"As a free marketer, I ..." begins a letter to the Wall St. J. (9/26/88) by Amory Lovins, and ends with "Let's admit the market's failure, confess that Congress did something right and . . . use a mix of taxes on inefficient new cars and rebates to efficient ones to continue and expand CAFE's enormous benefits."
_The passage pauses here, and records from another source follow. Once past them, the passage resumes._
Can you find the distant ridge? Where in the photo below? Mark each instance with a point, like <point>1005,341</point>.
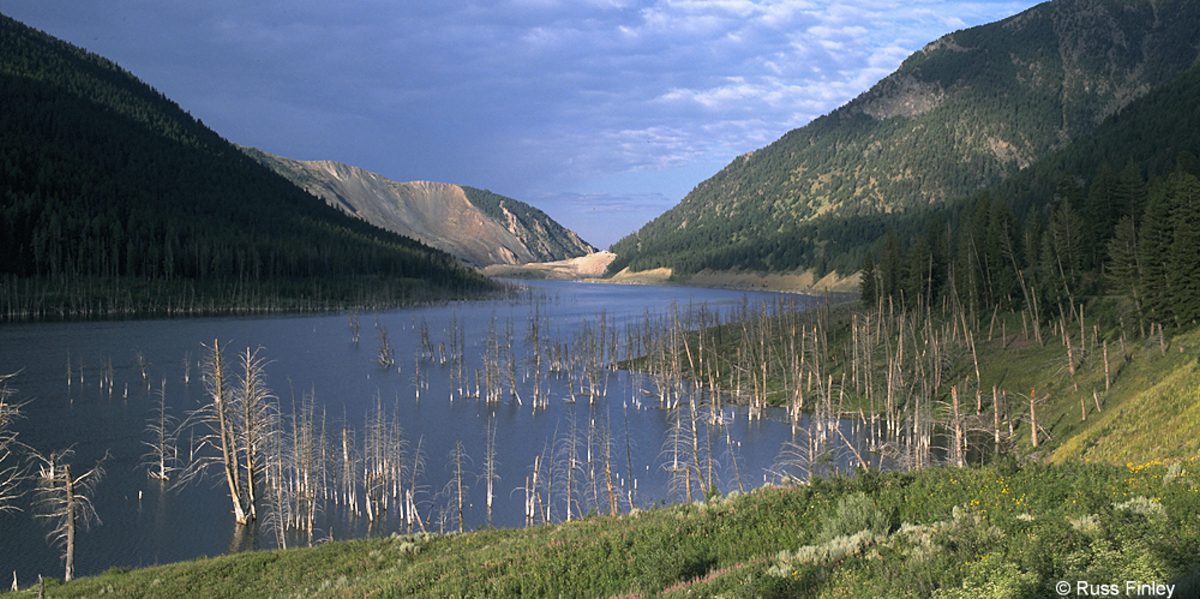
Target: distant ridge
<point>477,226</point>
<point>114,201</point>
<point>964,113</point>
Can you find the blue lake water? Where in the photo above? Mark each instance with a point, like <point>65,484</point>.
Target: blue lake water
<point>143,522</point>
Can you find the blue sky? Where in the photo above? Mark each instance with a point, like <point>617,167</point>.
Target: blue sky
<point>604,113</point>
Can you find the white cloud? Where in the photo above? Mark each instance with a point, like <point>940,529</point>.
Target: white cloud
<point>526,95</point>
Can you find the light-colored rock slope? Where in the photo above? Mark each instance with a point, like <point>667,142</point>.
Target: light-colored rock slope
<point>479,227</point>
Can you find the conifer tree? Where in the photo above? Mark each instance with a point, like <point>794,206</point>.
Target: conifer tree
<point>1183,263</point>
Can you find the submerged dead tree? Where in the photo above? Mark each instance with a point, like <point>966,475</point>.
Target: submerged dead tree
<point>65,501</point>
<point>235,423</point>
<point>162,427</point>
<point>11,473</point>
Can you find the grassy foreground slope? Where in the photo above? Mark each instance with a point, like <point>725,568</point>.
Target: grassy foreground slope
<point>996,531</point>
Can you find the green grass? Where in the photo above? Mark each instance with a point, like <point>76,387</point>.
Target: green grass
<point>996,531</point>
<point>1111,497</point>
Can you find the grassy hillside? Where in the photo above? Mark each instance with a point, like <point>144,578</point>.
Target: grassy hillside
<point>999,532</point>
<point>114,201</point>
<point>958,117</point>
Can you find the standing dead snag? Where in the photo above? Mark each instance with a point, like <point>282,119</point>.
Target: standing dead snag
<point>160,457</point>
<point>11,474</point>
<point>490,466</point>
<point>237,421</point>
<point>65,501</point>
<point>1033,418</point>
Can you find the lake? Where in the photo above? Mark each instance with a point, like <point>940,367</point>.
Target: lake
<point>147,522</point>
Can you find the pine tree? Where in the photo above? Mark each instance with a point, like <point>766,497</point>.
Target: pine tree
<point>1153,247</point>
<point>868,286</point>
<point>1183,263</point>
<point>1123,271</point>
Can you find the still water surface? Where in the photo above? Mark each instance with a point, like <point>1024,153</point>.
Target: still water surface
<point>145,523</point>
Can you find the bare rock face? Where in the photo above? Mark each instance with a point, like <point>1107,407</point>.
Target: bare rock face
<point>477,226</point>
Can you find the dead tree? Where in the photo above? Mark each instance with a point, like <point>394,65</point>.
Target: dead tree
<point>162,427</point>
<point>490,466</point>
<point>11,473</point>
<point>237,423</point>
<point>65,501</point>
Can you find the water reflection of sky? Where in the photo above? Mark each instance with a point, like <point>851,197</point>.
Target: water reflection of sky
<point>143,523</point>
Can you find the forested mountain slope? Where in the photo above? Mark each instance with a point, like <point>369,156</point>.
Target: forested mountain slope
<point>113,199</point>
<point>966,112</point>
<point>477,226</point>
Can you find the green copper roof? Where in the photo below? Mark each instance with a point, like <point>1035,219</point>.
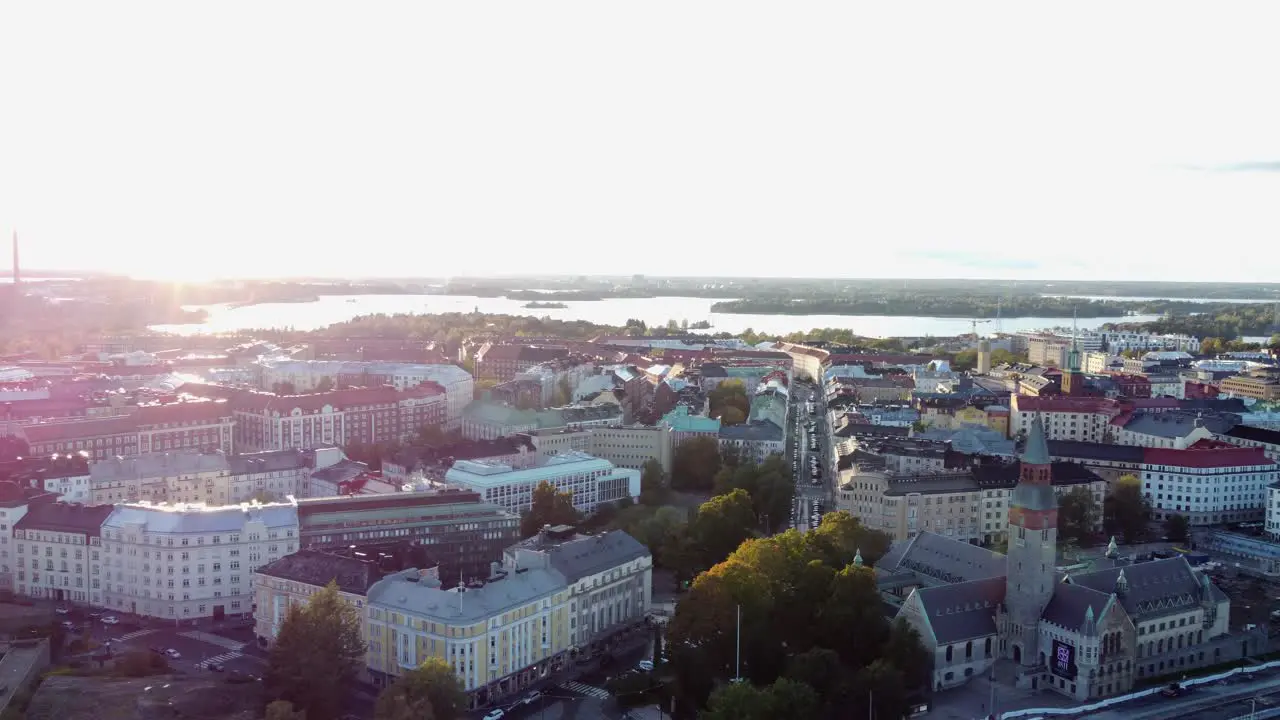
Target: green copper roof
<point>1037,449</point>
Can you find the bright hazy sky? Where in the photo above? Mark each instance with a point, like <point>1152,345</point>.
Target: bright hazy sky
<point>684,137</point>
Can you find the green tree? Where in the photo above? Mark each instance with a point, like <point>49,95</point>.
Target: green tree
<point>1176,527</point>
<point>429,692</point>
<point>1125,509</point>
<point>548,507</point>
<point>722,523</point>
<point>694,464</point>
<point>653,484</point>
<point>283,710</point>
<point>316,655</point>
<point>1077,514</point>
<point>728,393</point>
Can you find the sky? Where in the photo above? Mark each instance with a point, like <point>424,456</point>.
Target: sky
<point>1004,140</point>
CAFE stands for Corporate Average Fuel Economy [stand-ards], by which car manufactures must sell a mix of cars averaging to a certain maximum fuel consumption. If you need a Cadillac badly enough when the quota has been exhausted, you can get one by buying a GM equivalent of a Honda. Lovins is here basing his case on two fundamental tenets of the Free Market: First, that the price mechanism (of fuel, in this case) is inferior to the wisdom of the sages who made it to Capitol Hill by shrieking, lying, wearing funny hats and kissing babies; and second, that whatever is not for-bidden shall be compulsory.
Other areas are waiting to be thus belabored. Over 9 million US motor boats pollute the air, deplete the ozone layer, warm the global greenhouse, and may cause facial tic in crocodiles (Never been refuted! Can we afford to wait till the full proof is in?). Yet the number of environmentally benign rowboats is under 2 million. Time to legislate equality! Congressional rebates for large holes drilled into motor boat bottoms! A free market demands that the consumer's irresponsibility of buying what he wants be stopped cold. Coercion is the watchword of the Lovinsite free marketeer.
But when I talk about the Second Coming of Adam Smith, I mean a yet bigger demagogue: Sen. Timothy Wirth of Colorado.
CARTOON (political meeting) with caption: "We don't have to fool all the people all the time- just the 30% who bother to vote."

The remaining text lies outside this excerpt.